STPI's role began in the government's shadow and it was more of an entrepreneurial role of working directly with software companies and working like a corporate. However, this did not mean that STPI functioned like a typical government department. The role of STPI was more of a service provider that could be leveraged by software companies.
There in emerged three important factors that gave the necessary impetus to the concept. These were the newness of the business model, Internet infrastructure facilities and the government interface; all these brought a positive response from industry, especially the SME sector, which needed this support for their business to grow.
The concept of STP Scheme was evolved in 1991 and enunciated the following objectives:
- To establish and manage infrastructure resources such as Data Communication facilities, Core Computer facilities, Built-up space and other common amenities.
- To provide 'single window' statutory services such as Project approvals, import certification software valuation and certification of exports for software exporters.
- To promote development and export of software services through technology assessments, market analyses, market segmentation and marketing support.
- To train professionals and to encourage design and development in the field of software technology and software engineering.
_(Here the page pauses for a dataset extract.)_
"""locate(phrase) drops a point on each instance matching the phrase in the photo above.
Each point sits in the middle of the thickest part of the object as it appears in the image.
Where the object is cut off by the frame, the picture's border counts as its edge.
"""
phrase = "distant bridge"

In 1990, three Software technology Parks (STPs) as separate autonomous societies at Pune, Bengaluru and Bhubaneswar were established, which were later merged in June 1991 into a single autonomous society as Software Technology Parks of India (STPI) and in quick succession STPIs at Noida, Gandhi Nagar, Hyderabad and Thiruvananthapuram were established. All STPIs were equipped with dedicated earth station equipment for providing Data Communication links.
The erstwhile Department of Electronics, Govt. of India with the support of World Bank had carried out a study on the opportunities presented by the Global IT Industry. This study identified the factors that are very essential for the growth of the Software Industry and also compared the potential of the countries competing in the Global Market. Some of the factors which needed improvement were clearly identified from the study and STPI focused in improving those factors.
International Communication is one such factor which needed much attention and India was factored -2 as against +8 factored to Ireland. This is one of the primary reasons why STPI took up the responsibility of providing the International Data Communication facilities exclusively for the Software Export Industry.